Namun, partai-partai yang didukung AS dan Saudi seperti LF menentang hal ini. Pemimpin politik Kristen Samir Geagea mengatakan awal pekan ini bahwa “dialog dengan [Hizbullah dan sekutunya] hanya membuang-buang waktu.”
Menanggapi sikap memecah belah ini, pemimpin PSP Walid Jumblat menyebut pernyataan Geagea “tidak masuk akal” dan mengatakan bahwa “berbicara dengan semua pihak diperlukan untuk memilih presiden baru.”
Menurut Pasal 49 konstitusi Lebanon, seorang calon presiden dipilih dengan memenangkan dua pertiga mayoritas parlemen pada pemungutan suara pertama – 86 anggota, jumlah yang sama diperlukan untuk kuorum hukum – atau dengan mayoritas sederhana dari 65 suara di putaran selanjutnya.
Sejauh ini, tidak ada kandidat yang mampu mendapatkan dukungan dari cukup banyak anggota parlemen, baik pada putaran pertama atau putaran pemungutan suara berikutnya.
Pemilihan mantan presiden Aoun sendiri pada tahun 2016 terjadi setelah lebih dari dua tahun kekosongan di istana kepresidenan, karena anggota parlemen melakukan 45 upaya yang gagal sebelum mencapai konsensus tentang pencalonannya.
Di sisi lain, AS, Prancis, Qatar, dan Arab Saudi semuanya telah menyatakan keinginan mereka untuk melihat komandan Angkatan Bersenjata Lebanon (LAF), Joseph Aoun, ditunjuk sebagai presiden baru Lebanon.
Sejak tahun 2019, bangsa Levantine telah memikul apa yang digambarkan oleh Bank Dunia sebagai krisis ekonomi terburuk di dunia dalam 150 tahun terakhir, yang disebabkan oleh korupsi yang merajalela di sektor keuangan.

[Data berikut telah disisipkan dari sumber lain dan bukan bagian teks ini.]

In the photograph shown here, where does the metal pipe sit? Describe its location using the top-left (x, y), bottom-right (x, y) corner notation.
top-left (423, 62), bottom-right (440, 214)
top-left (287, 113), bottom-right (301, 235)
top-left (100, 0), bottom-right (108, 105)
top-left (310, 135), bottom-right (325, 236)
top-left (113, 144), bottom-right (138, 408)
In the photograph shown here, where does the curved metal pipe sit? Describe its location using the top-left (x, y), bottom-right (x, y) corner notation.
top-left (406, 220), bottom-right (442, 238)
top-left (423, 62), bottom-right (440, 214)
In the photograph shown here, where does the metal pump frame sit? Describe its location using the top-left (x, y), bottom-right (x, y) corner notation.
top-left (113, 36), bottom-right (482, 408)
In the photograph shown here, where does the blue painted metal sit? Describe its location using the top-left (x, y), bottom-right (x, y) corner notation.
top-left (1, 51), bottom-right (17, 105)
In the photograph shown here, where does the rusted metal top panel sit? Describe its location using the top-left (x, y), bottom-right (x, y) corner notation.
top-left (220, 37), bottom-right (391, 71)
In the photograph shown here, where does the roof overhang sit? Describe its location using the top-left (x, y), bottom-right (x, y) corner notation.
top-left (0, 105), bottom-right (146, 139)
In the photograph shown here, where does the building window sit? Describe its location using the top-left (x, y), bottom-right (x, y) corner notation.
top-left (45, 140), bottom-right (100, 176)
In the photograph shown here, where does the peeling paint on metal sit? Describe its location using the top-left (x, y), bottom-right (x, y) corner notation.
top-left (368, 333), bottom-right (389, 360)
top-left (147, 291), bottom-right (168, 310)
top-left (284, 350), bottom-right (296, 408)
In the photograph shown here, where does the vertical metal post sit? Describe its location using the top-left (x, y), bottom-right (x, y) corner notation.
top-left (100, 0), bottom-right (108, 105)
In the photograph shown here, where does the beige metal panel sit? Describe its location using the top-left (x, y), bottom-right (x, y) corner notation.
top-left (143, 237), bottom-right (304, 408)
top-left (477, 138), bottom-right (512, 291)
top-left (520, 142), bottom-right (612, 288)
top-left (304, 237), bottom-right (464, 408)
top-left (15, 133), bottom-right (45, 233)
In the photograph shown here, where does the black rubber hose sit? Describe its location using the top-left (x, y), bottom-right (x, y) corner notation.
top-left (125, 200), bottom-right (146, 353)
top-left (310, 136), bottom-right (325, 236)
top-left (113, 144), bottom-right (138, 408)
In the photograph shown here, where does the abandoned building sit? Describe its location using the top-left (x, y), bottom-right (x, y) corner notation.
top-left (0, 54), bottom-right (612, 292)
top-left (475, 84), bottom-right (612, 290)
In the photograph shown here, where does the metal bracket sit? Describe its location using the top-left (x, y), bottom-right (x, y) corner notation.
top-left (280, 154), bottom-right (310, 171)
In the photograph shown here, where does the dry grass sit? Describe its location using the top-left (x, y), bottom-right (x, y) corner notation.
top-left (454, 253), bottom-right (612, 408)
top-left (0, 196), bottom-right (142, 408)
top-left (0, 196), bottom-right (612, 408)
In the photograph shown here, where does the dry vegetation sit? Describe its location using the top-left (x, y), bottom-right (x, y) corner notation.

Kekosongan kekuasaan yang berkepanjangan hanya akan memperburuk situasi, karena Beirut saat ini tidak dapat memberlakukan reformasi besar-besaran yang diminta oleh pemberi pinjaman internasional sebagai syarat untuk melepaskan pinjaman miliaran dolar.
Pada sebuah forum yang diselenggarakan pada tanggal 4 November di Wilson Center, Asisten Menteri Luar Negeri AS untuk Urusan Timur Dekat, Barbara Leaf, memperingatkan bahwa situasi saat ini di Lebanon dapat menyebabkan “disintegrasi total negara dan runtuhnya pasukan keamanannya. ”
Leaf menambahkan bahwa, karena krisis menjadi semakin tak tertahankan, dia mengharapkan anggota parlemen Lebanon mengemasi tas mereka dan pergi ke Eropa, meninggalkan negara itu sebagai “tidak dapat diselamatkan”.
“Kami menekan para pemimpin politik untuk melakukan pekerjaan mereka, tetapi tidak ada yang seefektif tekanan rakyat. Cepat atau lambat, orang akan bangkit kembali, ” ungkap Leaf, seperti dilansir dari The Cradle, Kamis (1/12)
Pejabat AS menyimpulkan bahwa AS dan Arab Saudi memiliki visi yang sama untuk Lebanon, dan bekerja sama untuk mencapainya.